You know what was really weird? The fact that the c-clips on one of my wheels was stolen while on the floor so i'm waiting for them to get more in, and the fact that the shear bolts were stolen off the 24" blower on the floor.

Who steals shear bolts and c clips?


----------



## detdrbuzzard (Jan 20, 2012)

toro does not supply the power cord with their snowblowers either, i heard a salesman tell a coustomer this today


----------



## kellidotca (Dec 29, 2013)

Just got a reply from ariens from their website question form. They're sending me an extension cord. Awesome!


----------



## Kiss4aFrog (Nov 3, 2013)

kellidotca said:


> The small engine repair shop that handles HD's warranty work including Ariens (a husq dealer) had nothing and suggested i cut the casing around the plug on the snowblower off.
> 
> *I wasn't real keen on taking a hacksaw to my new snowblower.*


Imagine that, you don't want to hack up your new blower.  I suggested that too but it sure wasn't my first or best idea.
Glad you have something that fits and it's now push button.
I still think you need to or have someone take that plugs case apart and modify it so the plug sits more to the center of the recess. If you get the Ariens cord and it's tight or doesn't fit than you know it's an assembly issue. Those contacts just look too skewed to the one side.

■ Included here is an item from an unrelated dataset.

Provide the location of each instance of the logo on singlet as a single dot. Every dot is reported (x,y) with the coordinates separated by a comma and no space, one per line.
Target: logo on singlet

By any chance did you check out the position of the prongs on any other machine while you were there ??


----------



## kellidotca (Dec 29, 2013)

I did have a closer look at the 24 and it had a little more clearance, but it was negligible. Either they figure nobody uses the starter or forgot heavy duty cords are encased in thick rubber. I hope they change it for future models.


----------



## sscotsman (Dec 8, 2010)

kellidotca said:


> You know what was really weird? The fact that the c-clips on one of my wheels was stolen while on the floor so i'm waiting for them to get more in, and the fact that the shear bolts were stolen off the 24" blower on the floor.
> 
> Who steals shear bolts and c clips?


Wow, they actually told you, with a straight face, that those things were stolen? that takes some nerve! 
Its SO totally obvious that what really happened is they didn't put them on when they assembled it..
(Home Depot is fairly infamous for poor assembly quality)
so yeah, its absolutely obvious that someone simply left those off when they assembled it..

Scot


----------



## Kiss4aFrog (Nov 3, 2013)

I tend to agree with Scot but having worked in an auto parts store and watching someone steal a 99 cent air freshener I wonder. If it was the type of shear pin that clips in I can see someone doing it. If they bolted in, much less likely someone could get away with pulling out wrenches.
It's like the spray nozzles on pressure washers. It's hard to find a floor machine that has all the ones it should.


----------



## kellidotca (Dec 29, 2013)

The shear pin was the spare two that are attached to rhe rig. The clips were weird because one was on, the other was missing. Someone once stole the wiper off the back of my SUV. Weirdos  People will steal anything that isn't bolted down, and apparently, things that are.


----------